8. The enormous difficulty of the organisation and education for the revolutionary struggle of the agrarian labouring masses placed by capitalism in conditions of particular oppression, dispersion, and often a medieval dependence, require from the Communist Parties a special care for the strike movement in the rural districts. It requires powerful support and wide development of mass strikes of the agrarian proletarians and half-proletarians. The experience of the Russian revolutions of 1905 and 1917, confirmed and enlarged now by the experience of Germany, Poland, Italy, Britain and other advanced countries, shows that only the development of mass strike struggle (under certain conditions the small peasants are also to be drawn into these strikes) will be able to arouse the slumbering village and awaken the consciousness of the necessity of the class organisation in the exploited masses in the country, and show the obvious practical use of a union with the town workers. From this standpoint the promotion of the unionization of agricultural workers and the co-operation of communists in the land and forest workers’ unions are of great importance. The communists must likewise support the co-operative organisations formed by the exploited agricultural population closely connected with the revolutionary labour movement. A vigorous agitation is likewise to be carried on among the small peasants.

The Congress of the Communist International denounces as traitors those socialists – unfortunately there are such not only in the yellow Second International but also among the three most important European parties which have left the Second International – who manage not only to be indifferent towards the strike struggle in the rural districts, but who oppose it (like the trades union bureaucracy, the Scheidemanns and the Kautskys) on the ground that it might cause a falling-off of the production of foodstuffs. No programmes and no solemn declarations have any value if the fact is not in evidence, testified by actual deeds, that the Communists and the workers’ leaders know how to put above all the development of the proletarian revolution and its victory, and are ready to make the utmost sacrifices for the sake of this victory. Unless this is a fact there is no issue, no escape from starvation, dissolution and new imperialist wars.

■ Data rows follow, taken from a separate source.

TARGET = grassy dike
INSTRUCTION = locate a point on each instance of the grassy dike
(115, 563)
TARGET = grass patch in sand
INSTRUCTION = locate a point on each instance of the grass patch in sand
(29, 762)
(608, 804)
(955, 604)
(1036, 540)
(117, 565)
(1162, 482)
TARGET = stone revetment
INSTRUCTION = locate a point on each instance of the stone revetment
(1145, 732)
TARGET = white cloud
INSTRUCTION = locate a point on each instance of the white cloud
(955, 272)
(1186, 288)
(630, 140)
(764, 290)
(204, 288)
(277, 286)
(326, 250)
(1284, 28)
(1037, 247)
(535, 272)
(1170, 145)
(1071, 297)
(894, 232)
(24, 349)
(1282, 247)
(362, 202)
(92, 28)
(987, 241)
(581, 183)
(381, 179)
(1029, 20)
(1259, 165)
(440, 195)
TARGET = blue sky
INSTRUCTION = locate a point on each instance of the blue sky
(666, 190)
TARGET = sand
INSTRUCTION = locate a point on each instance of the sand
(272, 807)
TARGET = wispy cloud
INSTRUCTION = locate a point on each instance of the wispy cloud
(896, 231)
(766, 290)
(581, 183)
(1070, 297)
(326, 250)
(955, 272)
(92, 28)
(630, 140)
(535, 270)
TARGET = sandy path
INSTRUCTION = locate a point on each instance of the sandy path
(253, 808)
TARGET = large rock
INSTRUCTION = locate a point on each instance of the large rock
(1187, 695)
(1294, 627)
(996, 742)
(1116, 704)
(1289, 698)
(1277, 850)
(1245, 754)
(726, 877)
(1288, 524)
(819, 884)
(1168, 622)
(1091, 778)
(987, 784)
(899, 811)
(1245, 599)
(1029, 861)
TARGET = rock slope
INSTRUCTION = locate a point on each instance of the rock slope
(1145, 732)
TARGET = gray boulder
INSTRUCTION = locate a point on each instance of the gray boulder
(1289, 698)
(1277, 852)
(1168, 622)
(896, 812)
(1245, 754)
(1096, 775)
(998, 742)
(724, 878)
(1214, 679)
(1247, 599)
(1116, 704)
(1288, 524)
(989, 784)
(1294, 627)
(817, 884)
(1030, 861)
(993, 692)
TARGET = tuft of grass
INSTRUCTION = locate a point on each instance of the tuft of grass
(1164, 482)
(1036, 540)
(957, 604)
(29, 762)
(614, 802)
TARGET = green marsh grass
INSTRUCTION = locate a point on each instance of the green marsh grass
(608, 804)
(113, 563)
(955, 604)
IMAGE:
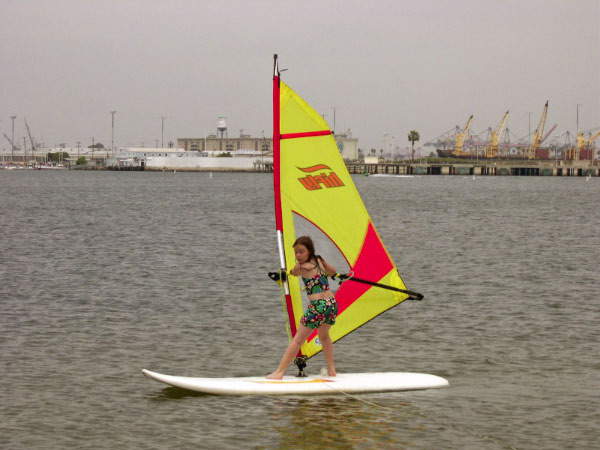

The Communist Parties must make all efforts possible to start as soon as possible setting up Soviets in the country, and these soviets must be chiefly composed of hired labourers and half-proletarians. The formation of Soviets of small peasants must also be propagated. Only in connection with the mass strike struggle of the most oppressed class will the soviets be able to serve fully their ends, and become sufficiently firm to dominate the small peasants and later bring them into their ranks in alliance with the soviets of agricultural workers. But if the strike struggle is not yet developed, and the ability to organise the agrarian proletariat is weak because of the strong oppression of the landowners and the landed peasants, and also because of the want of support from the industrial workers and their unions, the organisation of the soviets in the rural districts will require a long preparation by means of creating Communist cells, however small; of intensive propaganda expounding in a most popular form the demands of the Communists and illustrating the reasons for these demands by specially convincing cases of exploitation; by systematic agitational excursions of industrial workers into the country, etc.